NATO membership strengthens Finland’s cyber defence

From a digital perspective, Finland’s NATO membership is a continuation of the European Union’s intensifying common cyber policy. The EU will continue to play a clear role in developing cyber security.

However, the EU’s role in cyber defence, as in other areas of national security, is highly limited. NATO membership would also allow for greater support and cooperation on cyber defence issues. NATO membership is not expected to bring any legislative changes around cyber security.

Attention to crisis management and practical processes

In recent years, the European Union has passed a significant amount of legislation regarding cyber security. The latest are the NIS2 and CER directives related to the EU’s network and information security and to social resilience regarding critical services.

In terms of regulation, the legislation is in order and is continuing to be updated. Finland still needs to ensure clear models of responsibility, cooperation and leadership at the national level. Regarding the EU sanctions related to the war of aggression launched by Russia, the responsibility for implementation was placed on the member states, which, in turn, had difficulties finding a competent national authority. Fortunately, an administrative regulation was finally issued regarding the media restrictions of the sixth sanctions package. The division of responsibilities between the EU and the member states and between different sectors of government at the national level creates a need for coordination.

Another good example of shared responsibility is the implementation of the CER Directive mentioned above, which is the responsibility of the Ministry of the Interior, while the implementation of the NIS2 directive is the responsibility of the Ministry of Transport and Communications. It is obvious that cooperation between the different silos must work well so that the business field is not ultimately offered vague, contradictory and possibly even overlapping instructions.

Strengthening the cooperation between the private and public sectors must remain at the heart of cyber preparedness. Telecoms companies, as operators of critical infrastructure, have the opportunity and the willingness to bring their expertise and contribution to securing the maintenance of society.
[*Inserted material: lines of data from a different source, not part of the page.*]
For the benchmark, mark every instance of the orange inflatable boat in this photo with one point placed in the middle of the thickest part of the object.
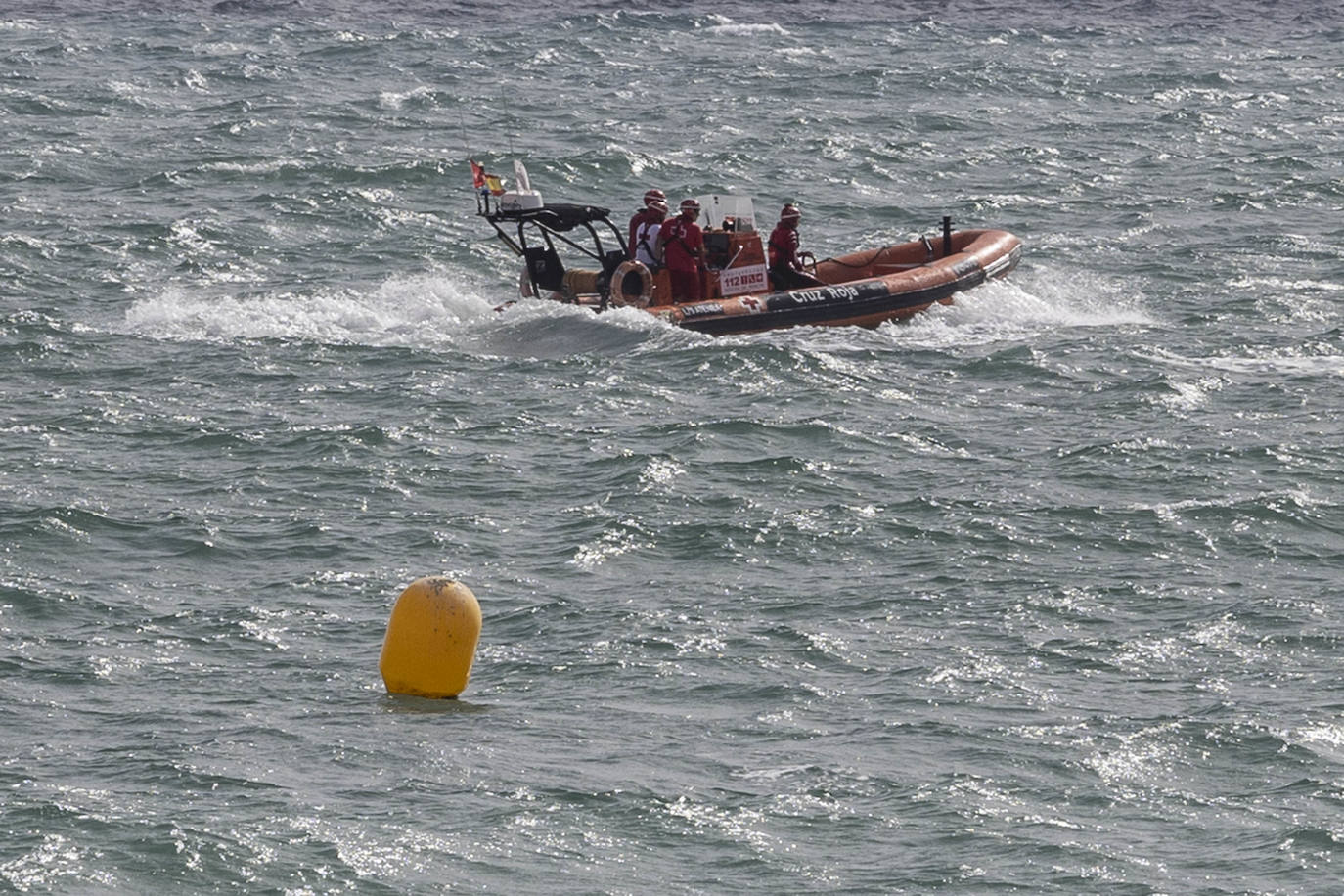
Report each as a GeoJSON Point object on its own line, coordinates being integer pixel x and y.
{"type": "Point", "coordinates": [859, 289]}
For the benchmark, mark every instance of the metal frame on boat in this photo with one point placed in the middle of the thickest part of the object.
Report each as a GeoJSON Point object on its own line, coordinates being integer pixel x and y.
{"type": "Point", "coordinates": [862, 289]}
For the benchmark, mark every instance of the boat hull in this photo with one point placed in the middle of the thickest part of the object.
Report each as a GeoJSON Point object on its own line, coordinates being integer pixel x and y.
{"type": "Point", "coordinates": [912, 284]}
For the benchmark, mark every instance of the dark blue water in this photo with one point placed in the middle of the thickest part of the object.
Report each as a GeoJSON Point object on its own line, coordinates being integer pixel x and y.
{"type": "Point", "coordinates": [1037, 593]}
Cooperation between public administration and business is a rational use of the resources of a small nation and, in many respects, more than just talk in Finland. Let us also focus on private/public cooperation in the future.
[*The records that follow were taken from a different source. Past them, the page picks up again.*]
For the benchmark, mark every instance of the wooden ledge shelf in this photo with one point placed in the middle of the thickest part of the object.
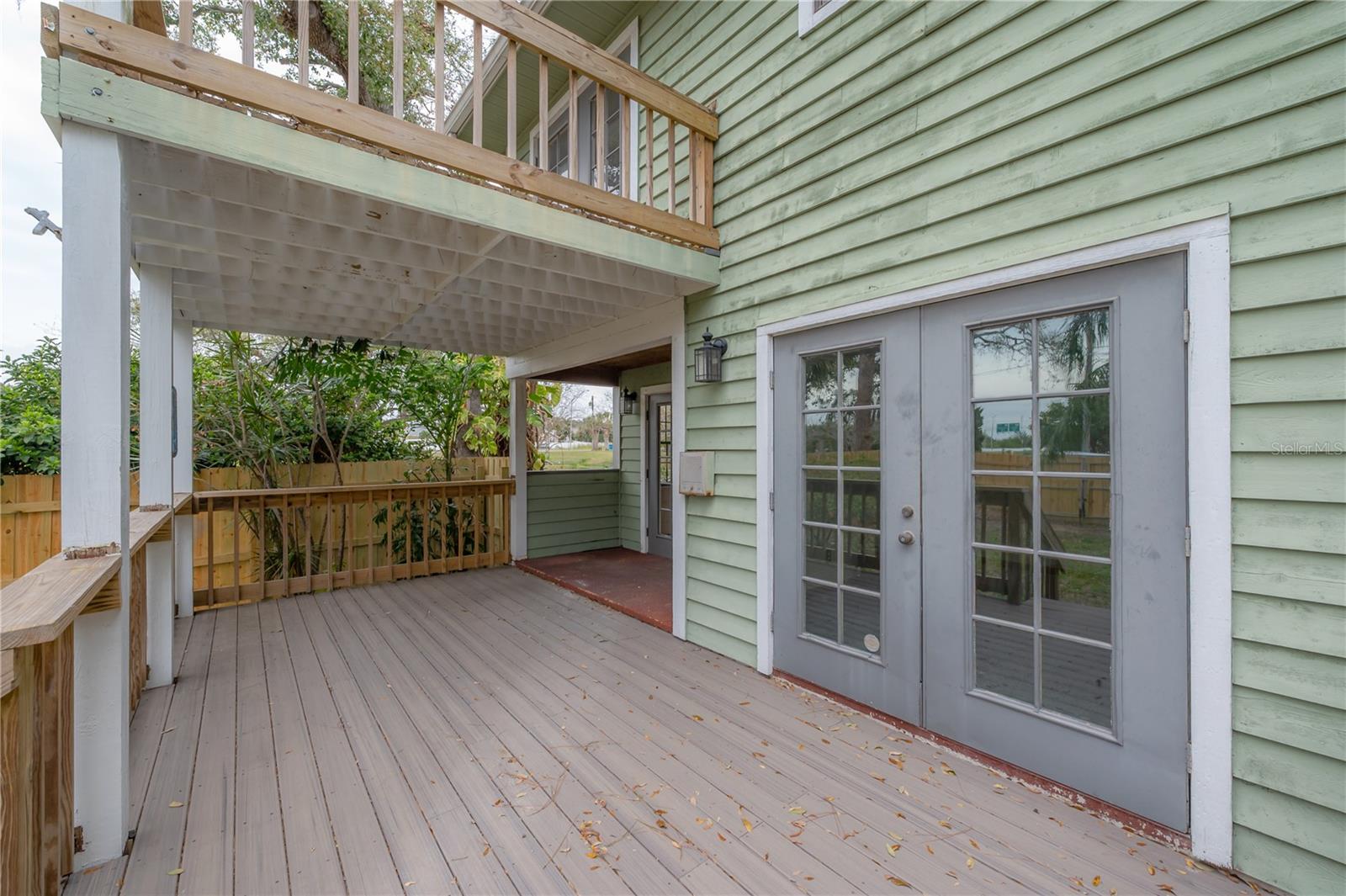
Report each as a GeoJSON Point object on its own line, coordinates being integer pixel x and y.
{"type": "Point", "coordinates": [45, 602]}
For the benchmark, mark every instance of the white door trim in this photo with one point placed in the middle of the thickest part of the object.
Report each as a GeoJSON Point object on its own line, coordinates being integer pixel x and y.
{"type": "Point", "coordinates": [659, 389]}
{"type": "Point", "coordinates": [1206, 244]}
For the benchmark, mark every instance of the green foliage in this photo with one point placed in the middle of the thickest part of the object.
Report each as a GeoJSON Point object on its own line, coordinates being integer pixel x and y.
{"type": "Point", "coordinates": [276, 47]}
{"type": "Point", "coordinates": [30, 411]}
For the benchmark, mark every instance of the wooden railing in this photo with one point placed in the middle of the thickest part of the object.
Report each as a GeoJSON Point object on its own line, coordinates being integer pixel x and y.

The development of cyber security and national guidelines for cyber preparedness must not become an obstacle

The successful cooperation between Microsoft and the Ukrainian government will hopefully be explored several times in the analyses of Russia’s war of aggression. Just hours before Russia launched its attack on Ukraine, Microsoft identified new attacks on Ukraine’s digital infrastructure. Hyper-scaled cloud computing services played a key role in combating the attacks.

Regulatory simplification is a commonly repeated mantra both in the European Union and at national levels. Regarding cloud computing services, Finland has managed to do exactly the opposite. In Finland, three sets of guidelines exist for classifying data for public sector services. In all of these, the information is classified into two different security categories. Unfortunately, the guidelines for appliers and parties acquiring services are not very transparent on what applies to what.
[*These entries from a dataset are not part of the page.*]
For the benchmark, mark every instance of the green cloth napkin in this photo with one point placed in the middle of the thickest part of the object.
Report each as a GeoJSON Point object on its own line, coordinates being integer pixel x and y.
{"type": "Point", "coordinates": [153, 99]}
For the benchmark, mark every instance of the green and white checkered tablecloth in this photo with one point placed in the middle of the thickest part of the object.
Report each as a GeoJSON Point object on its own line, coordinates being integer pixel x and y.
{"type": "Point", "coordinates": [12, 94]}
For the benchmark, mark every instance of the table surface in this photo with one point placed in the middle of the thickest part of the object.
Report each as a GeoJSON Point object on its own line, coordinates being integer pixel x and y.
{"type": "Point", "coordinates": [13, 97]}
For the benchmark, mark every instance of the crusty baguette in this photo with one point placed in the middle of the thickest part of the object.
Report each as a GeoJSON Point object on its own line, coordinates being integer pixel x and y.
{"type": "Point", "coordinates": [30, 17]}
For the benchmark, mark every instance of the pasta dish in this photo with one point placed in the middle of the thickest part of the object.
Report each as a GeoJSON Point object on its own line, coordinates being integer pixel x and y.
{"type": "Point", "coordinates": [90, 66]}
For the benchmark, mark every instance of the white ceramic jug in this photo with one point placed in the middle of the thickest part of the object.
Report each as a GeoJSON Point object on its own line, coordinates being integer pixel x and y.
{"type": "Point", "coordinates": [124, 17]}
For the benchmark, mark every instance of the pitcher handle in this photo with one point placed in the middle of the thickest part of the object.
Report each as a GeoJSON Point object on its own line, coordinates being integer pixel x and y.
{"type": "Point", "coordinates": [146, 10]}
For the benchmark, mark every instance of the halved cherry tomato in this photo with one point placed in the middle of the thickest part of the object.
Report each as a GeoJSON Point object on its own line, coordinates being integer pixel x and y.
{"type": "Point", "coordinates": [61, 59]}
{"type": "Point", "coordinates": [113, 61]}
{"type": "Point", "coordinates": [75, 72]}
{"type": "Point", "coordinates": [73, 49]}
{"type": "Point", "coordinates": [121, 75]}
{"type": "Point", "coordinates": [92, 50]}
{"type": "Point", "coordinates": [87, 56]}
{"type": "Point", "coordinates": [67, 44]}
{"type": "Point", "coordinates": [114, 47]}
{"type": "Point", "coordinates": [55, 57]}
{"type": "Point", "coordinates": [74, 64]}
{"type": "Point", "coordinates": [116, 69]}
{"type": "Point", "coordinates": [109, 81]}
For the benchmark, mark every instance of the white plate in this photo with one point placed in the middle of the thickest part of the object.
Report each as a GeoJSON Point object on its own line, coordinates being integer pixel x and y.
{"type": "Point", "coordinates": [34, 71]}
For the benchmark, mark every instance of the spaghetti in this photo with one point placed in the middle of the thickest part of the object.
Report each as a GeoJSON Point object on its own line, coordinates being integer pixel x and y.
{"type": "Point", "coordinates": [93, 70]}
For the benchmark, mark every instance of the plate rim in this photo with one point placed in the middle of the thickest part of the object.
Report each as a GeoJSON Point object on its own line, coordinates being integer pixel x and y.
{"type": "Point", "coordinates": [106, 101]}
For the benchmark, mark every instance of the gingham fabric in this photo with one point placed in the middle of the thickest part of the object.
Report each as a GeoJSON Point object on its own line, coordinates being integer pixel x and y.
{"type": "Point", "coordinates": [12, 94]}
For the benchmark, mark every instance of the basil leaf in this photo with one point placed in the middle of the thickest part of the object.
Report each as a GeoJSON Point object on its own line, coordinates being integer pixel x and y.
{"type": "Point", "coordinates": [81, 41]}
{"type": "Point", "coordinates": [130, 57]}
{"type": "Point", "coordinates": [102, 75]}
There is also a need to go through the critical points of security of supply so that, if necessary, companies understand the needs and the authorities have an idea of how to implement practical measures. These practical measures might include the obligation for national roaming or the prioritisation of network traffic.

At worst, playing it safe will become an obstacle to the effective utilisation of new and cyber-safe technology.

Concerns about cyberattacks continue

Concerns about the growing cyber threat throughout the early part of the year have, so far, not materialised. The forecasts for the current year are full of concerns. For the time being, vulnerabilities and attacks will be detected as usual, thanks to continuous monitoring, cooperation and expertise. Telecoms operators are constantly preparing for various cyber threats. The current situation builds on the systematic work of the previous years. Security is not built overnight, and we cannot afford to be careless.